In most road races, the turnaround point is marked by orange cones. We recognized those safety cones, way after spotting the life-size Delta plane majestically parked diagonally on the JFK runway! We, therefore, all had to take selfies by this magnificent twin-engine aircraft.


English is a funny language: You can't really drive much on a driveway, or try to park on a parkway, or attempt to fly a jet thru a jetway, but we got to run on a runway! We strutted our sneakers on 3.1 miles of FAA grounded bliss, and passports were not required.


On our run back, we passed by not only tight security, but also a huge truck with blaring speakers. We then deciphered the sudden airport noise as actual live chitchat from the air traffic control tower!


I could not resist to point out One World Trade Center off in the distance... Three days prior, I snapped a closer photo looking up at this new towering skyscraper, as I stood in the shadow of Architect Santiago Calatrava's ultra-cool World Trade Center Transportation Hub under construction in downtown NYC.


Gracious thanks to the JFK Rotary Club, TSA, FAA and Port Authority of NY & NJ! Officially, 979 runners got to run, walk or soar down the no-fly zone and cross the finish line, flanked by airport cops galore.


Even though there was JFK Airport Runway Reconstruction, we were never diverted. We got to our arrival gate with smiles - some passengers in much better time than mine! First place winner Anton Romashov (24-year-old Brooklynite) finished at 18:59 (pace of 6:07). Alvaro Santoma and Javier Santomo both hailed from Barcelona with an 8:40 pace. Chris Armbruster (311th runner) from Austin, TX was one second faster than Patricia Lu from Great Neck, NY, while Gillian Watson traveled in from Claremont, CA. I was the only runner from the Sunshine State.


I had non-stop service to the eventual crowded line for bottled water, bananas and bagels. I bumped into two JetBlue employees (Madeline Garant and her colleague), who flew in from Boston for the JFK Runway Run, and told them "I JetBlue to SRQ!"


And then I re-joined my fellow runners Dennis Klainberg and Yan Wang for our victory lap in the parking lot, prior to boarding AirTrain and the #7 subway back to Manhattan.


The day after the race I took a Zumba class at the New York Sports Club -- I'm more of a dancer than a runner, for sure. The following day I indulged in the much needed foot reflexology by the talented Kai Woo at Health Trail in the heart of Chinatown.

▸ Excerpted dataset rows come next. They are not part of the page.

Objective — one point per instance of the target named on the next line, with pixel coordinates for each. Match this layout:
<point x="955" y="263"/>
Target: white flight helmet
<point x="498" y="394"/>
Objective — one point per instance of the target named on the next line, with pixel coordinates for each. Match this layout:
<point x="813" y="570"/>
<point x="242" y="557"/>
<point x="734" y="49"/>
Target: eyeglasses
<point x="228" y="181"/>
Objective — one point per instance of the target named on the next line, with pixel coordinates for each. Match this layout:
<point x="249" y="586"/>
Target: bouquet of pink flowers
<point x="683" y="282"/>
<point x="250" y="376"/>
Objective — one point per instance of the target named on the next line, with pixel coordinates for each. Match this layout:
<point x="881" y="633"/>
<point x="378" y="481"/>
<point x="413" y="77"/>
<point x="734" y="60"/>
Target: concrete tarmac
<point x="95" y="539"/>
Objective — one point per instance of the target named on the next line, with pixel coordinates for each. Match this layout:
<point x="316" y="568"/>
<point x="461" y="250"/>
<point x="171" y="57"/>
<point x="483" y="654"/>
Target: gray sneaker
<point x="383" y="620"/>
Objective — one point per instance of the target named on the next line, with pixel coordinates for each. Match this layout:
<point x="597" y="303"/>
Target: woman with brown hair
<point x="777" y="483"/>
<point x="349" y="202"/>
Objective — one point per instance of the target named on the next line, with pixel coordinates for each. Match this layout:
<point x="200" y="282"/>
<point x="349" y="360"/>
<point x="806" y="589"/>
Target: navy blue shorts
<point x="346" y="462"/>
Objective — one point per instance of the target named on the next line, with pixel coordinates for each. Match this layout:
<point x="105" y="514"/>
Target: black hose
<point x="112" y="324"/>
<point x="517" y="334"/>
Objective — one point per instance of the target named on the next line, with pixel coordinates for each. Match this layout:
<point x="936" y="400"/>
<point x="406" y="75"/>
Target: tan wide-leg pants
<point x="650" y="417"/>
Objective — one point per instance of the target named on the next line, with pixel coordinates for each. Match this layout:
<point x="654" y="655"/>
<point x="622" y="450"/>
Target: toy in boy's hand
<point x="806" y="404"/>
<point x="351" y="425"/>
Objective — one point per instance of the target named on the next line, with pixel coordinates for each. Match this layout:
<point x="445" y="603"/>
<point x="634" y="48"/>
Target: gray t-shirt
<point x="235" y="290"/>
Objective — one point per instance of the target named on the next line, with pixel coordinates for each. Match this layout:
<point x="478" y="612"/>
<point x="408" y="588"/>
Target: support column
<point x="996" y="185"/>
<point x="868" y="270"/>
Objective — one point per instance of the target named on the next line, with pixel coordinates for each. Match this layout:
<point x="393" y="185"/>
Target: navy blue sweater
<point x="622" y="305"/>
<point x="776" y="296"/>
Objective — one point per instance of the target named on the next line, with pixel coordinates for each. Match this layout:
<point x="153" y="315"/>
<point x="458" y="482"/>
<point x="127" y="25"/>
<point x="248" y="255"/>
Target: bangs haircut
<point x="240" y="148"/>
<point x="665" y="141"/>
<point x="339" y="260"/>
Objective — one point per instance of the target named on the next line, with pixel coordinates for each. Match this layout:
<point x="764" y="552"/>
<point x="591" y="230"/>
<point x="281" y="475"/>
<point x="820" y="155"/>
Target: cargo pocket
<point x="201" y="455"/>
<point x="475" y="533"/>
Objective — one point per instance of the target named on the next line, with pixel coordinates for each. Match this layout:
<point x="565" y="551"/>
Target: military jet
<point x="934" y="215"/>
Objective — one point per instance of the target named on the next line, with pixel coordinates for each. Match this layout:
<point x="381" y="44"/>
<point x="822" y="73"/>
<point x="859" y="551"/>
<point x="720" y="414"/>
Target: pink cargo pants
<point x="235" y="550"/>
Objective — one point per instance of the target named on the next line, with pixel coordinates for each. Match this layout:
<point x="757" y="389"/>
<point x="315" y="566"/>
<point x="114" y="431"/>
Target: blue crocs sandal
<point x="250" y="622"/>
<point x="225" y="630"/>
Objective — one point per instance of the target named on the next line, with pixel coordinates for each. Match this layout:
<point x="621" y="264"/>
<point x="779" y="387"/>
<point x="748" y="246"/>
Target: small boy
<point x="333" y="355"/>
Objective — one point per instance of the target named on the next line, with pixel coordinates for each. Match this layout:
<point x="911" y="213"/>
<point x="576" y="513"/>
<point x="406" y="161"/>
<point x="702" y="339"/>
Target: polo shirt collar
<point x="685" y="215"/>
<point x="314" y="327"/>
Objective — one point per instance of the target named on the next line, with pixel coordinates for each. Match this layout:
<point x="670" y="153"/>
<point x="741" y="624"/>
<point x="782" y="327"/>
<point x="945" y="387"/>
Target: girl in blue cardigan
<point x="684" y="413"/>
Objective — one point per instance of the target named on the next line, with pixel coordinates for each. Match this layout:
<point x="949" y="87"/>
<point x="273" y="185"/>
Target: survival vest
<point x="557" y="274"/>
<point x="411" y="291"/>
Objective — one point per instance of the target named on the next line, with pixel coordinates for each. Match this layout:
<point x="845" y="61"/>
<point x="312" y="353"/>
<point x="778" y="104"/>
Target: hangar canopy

As I boarded JetBlue from LaGuardia Airport three days after the 5K race and headed back to the sunny shores of Sarasota,


I was reminded of the JFK run and fun. I looked out my airplane window upon departure and spotted the island of Manhattan below (with the Statue of Liberty and the Freedom Tower clearly visible)...


And then from the NJ side looking at the West Side of Manhattan, I detected the outline of Central Park (the site of my last year's first-time half marathon)...


So when our jet navigated above the clouds...


I appreciated airport workers in a totally new way. The following weekend, Yan Wang piloted over Long Island and sent me his perspective:

Yes, it's fun to fly. Perhaps next year, I will register for JFK Runway Run in advance and fly in again from Florida. Maybe Yan Wang will fly back from Bing's Bellevue headquarters, so we can share the runner's high on the runway cleared for only runners!